Yeah cooking for two can seem to be a issue but it's really not. We are empty nesters here but that doesn't stop us. I still smoke 11-12 lb briskets. We eat our fill that evening, then during clean up we portion out the remaining into dinners for two, place them in foodsaver bags, suck out the air and into the freezer. Thawed and warmed they are still great!
Regarding toughness and brisket: (remember I'm coming from using whole packers, point and flat still attached...) its all about getting the brisket to the color you like, then we double wrap tight in foil and put it right back on. This helps power through the stall AND preserves the moisture. It's done when it done - i.e. when a probe goes in the thickest part of the flat without resistance (like a knife through butter). BTW: go in from the top not the side or all that wonderful juice will flow out!
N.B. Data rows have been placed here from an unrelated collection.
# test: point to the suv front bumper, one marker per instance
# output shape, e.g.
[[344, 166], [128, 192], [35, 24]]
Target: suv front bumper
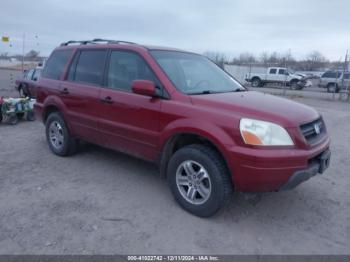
[[316, 167], [266, 170]]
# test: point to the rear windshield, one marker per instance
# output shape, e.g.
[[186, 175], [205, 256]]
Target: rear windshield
[[195, 74], [56, 64]]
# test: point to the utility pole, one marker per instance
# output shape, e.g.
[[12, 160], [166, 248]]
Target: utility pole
[[23, 47]]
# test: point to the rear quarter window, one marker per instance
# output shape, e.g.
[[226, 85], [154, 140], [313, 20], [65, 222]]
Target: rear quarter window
[[56, 64], [331, 75], [88, 67]]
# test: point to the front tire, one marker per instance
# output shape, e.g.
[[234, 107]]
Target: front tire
[[58, 136], [199, 180]]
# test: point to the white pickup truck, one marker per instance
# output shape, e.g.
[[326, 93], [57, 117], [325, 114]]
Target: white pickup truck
[[276, 75]]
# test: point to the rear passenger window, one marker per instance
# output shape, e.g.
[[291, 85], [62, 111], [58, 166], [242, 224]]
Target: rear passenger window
[[56, 64], [29, 74], [89, 68], [125, 67]]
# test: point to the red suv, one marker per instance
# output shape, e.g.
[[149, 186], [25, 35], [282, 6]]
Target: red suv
[[208, 134]]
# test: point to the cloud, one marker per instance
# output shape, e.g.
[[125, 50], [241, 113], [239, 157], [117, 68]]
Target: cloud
[[226, 26]]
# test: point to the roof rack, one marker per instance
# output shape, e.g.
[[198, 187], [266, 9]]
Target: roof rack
[[96, 41]]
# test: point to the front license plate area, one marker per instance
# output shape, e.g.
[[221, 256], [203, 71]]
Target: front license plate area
[[325, 159]]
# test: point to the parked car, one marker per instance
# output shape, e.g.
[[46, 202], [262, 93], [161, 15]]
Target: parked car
[[279, 75], [207, 133], [334, 81], [26, 84]]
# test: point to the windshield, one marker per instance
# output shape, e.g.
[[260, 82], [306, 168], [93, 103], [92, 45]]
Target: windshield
[[195, 74], [290, 71]]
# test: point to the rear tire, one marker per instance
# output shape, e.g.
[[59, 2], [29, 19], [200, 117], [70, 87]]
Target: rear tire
[[199, 180], [30, 116], [11, 119], [294, 85], [58, 136]]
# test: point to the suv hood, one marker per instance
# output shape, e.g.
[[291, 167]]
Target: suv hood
[[258, 105]]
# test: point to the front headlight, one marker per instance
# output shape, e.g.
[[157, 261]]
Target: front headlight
[[256, 132]]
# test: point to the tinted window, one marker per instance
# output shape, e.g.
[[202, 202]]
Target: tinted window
[[281, 71], [73, 66], [56, 64], [125, 67], [90, 67]]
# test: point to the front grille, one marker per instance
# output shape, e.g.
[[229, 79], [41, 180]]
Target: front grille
[[313, 131]]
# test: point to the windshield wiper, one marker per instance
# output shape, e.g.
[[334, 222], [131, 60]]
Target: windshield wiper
[[205, 92], [240, 90]]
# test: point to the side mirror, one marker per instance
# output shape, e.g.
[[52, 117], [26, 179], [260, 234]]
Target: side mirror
[[144, 87]]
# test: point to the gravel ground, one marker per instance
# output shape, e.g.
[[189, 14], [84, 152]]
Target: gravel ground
[[103, 202]]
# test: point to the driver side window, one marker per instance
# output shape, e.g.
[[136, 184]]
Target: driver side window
[[125, 67]]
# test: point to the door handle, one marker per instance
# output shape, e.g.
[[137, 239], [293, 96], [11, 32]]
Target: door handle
[[107, 100], [64, 91]]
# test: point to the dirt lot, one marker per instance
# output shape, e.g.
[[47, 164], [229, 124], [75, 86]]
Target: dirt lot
[[100, 201]]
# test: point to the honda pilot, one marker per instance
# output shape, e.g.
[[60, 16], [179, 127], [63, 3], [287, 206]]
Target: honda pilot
[[208, 134]]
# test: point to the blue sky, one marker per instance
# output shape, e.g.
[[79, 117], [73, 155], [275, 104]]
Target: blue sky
[[231, 27]]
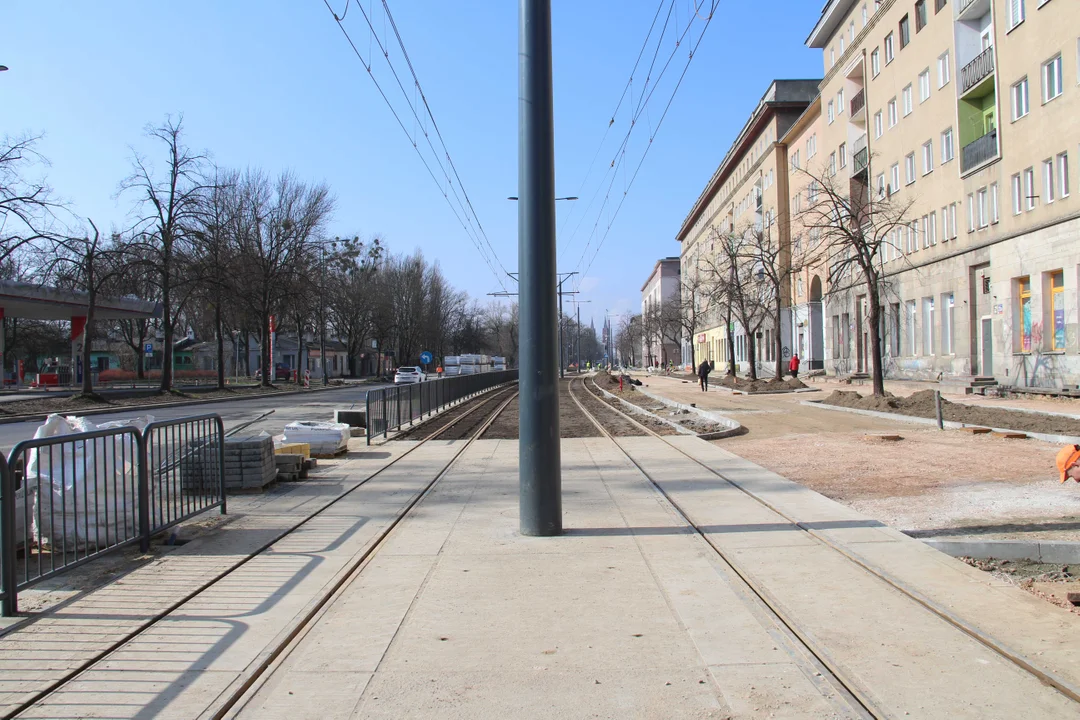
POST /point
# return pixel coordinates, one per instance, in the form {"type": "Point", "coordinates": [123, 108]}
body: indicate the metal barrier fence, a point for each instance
{"type": "Point", "coordinates": [68, 499]}
{"type": "Point", "coordinates": [389, 408]}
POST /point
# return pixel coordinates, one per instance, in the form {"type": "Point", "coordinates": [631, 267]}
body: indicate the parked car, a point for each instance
{"type": "Point", "coordinates": [407, 375]}
{"type": "Point", "coordinates": [280, 372]}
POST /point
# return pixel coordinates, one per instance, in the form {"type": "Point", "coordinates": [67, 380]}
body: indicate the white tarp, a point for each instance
{"type": "Point", "coordinates": [80, 494]}
{"type": "Point", "coordinates": [324, 437]}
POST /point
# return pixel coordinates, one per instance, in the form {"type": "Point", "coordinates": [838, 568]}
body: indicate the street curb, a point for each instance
{"type": "Point", "coordinates": [40, 417]}
{"type": "Point", "coordinates": [1052, 552]}
{"type": "Point", "coordinates": [952, 424]}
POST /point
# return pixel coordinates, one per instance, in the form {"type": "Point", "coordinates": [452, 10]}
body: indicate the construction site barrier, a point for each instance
{"type": "Point", "coordinates": [68, 499]}
{"type": "Point", "coordinates": [389, 408]}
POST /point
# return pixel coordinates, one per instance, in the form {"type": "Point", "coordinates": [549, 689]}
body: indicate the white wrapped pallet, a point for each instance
{"type": "Point", "coordinates": [325, 438]}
You'll notice I made no mention of temps there...that's because temp is not the first but third in the priority of elements when smoking briskets with the first two being look and feel. Personally, when the color (that we like) is reached my temps are somewhere in the 145-160º range. Every brisket is/can be different, not to mention type of smoker and temps used. I know from past smokes approximately how long it will be before it finishes after wrapping and start probing it 1/2 hour early. I use a thermapen for the feel so by default the temp reading comes along for the ride. Finishing temps again vary (can't stress this enough, it's done when its done via the "feel") but their range seems to end up between 198-215º. Guess a good thumb would be 203º.
Good luck & Keep Smoking - it's get better!